Charles M. Russell (1864–1926)
California Art Bronze Foundry
The Cryer, ca. 1926
Bronze
Amon Carter Museum, Fort Worth, Texas
1961.81
California Art Bronze Foundry
The Cryer, ca. 1926
Bronze
Amon Carter Museum, Fort Worth, Texas
1961.81
The bronze figure of an Indian with a raised tomahawk on a rearing horse presents a special problem with regard to Russell’s sculptural oeuvre. Although Nancy Russell listed this work among her husband’s legitimate subjects in bronze, its casting history is far from simple. In truth, The Cryer did not exist in bronze prior to 1929. On February 26 of that year, Mrs. Russell revealed the following to a collector: “Now, about ’The Cryer.’ That is our Indian on the rearing horse that has been restored to such a degree that I don’t believe anyone would know that Charlie hadn’t put it back together. Joe De Yong used the best of his ability and so did Charlie Beil, who I’ve just told you of. Between them, I feel the model is really nearly perfect and Charlie would chuckle over the way they put back together the bits of his composition and have it now in a perfect whole.” Thus the original model, which the artist apparently completed some time before his death, must have been extensively damaged before it could be cast into bronze.

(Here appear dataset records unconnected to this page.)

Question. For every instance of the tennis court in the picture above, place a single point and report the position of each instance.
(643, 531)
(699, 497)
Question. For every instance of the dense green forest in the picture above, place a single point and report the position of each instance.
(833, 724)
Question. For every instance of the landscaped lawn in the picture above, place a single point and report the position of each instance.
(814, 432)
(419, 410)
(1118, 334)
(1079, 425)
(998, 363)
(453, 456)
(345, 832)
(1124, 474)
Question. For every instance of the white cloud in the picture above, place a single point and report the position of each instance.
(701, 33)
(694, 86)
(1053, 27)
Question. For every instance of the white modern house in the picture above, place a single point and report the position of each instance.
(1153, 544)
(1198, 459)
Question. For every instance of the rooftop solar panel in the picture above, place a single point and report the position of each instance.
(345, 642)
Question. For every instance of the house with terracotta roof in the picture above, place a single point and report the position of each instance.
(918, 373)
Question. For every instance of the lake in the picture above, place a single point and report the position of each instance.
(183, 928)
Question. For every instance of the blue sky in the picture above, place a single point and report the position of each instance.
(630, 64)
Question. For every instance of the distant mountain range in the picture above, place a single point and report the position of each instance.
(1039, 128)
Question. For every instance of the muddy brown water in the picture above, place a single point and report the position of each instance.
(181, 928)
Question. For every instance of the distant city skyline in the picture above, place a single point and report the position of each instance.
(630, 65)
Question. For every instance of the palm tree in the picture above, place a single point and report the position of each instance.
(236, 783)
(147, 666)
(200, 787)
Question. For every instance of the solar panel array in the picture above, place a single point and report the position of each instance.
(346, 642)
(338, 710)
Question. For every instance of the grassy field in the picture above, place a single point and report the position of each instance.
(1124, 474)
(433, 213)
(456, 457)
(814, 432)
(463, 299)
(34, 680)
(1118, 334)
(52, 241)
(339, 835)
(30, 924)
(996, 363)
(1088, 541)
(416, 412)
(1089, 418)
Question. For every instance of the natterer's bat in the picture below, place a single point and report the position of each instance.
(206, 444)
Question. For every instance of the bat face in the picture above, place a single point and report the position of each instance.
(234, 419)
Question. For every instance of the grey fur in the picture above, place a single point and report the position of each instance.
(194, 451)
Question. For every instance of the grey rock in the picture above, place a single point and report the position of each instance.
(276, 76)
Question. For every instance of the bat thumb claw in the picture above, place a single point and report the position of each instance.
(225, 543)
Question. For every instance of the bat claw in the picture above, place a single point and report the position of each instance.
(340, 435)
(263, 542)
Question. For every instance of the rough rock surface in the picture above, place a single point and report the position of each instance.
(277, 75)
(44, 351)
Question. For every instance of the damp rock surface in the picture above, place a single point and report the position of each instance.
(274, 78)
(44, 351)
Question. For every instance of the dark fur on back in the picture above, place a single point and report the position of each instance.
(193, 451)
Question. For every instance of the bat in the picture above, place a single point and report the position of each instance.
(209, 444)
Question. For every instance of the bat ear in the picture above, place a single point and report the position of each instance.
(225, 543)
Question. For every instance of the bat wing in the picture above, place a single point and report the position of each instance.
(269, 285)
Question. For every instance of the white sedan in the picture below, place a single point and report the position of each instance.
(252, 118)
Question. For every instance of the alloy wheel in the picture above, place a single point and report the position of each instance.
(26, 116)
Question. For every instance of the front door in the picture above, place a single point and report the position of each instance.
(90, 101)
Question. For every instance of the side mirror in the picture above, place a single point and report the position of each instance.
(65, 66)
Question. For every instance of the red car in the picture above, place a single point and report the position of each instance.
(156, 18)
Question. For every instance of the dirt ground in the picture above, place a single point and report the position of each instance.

Mrs. Russell herself came up with the title of the bronze before the model was delivered to the California Art Bronze Foundry in Los Angeles at the end of March 1929. The first cast seems to have been completed the following July, and it quickly entered the collection of George D. Sack, the most important collector of Russell’s bronzes. Although at least one copy of the bronze was consigned to a Los Angeles gallery, few if any copies seem to have been sold prior to Mrs. Russell’s death in May 1940. The copy of the bronze shown here was the only copy remaining in her estate.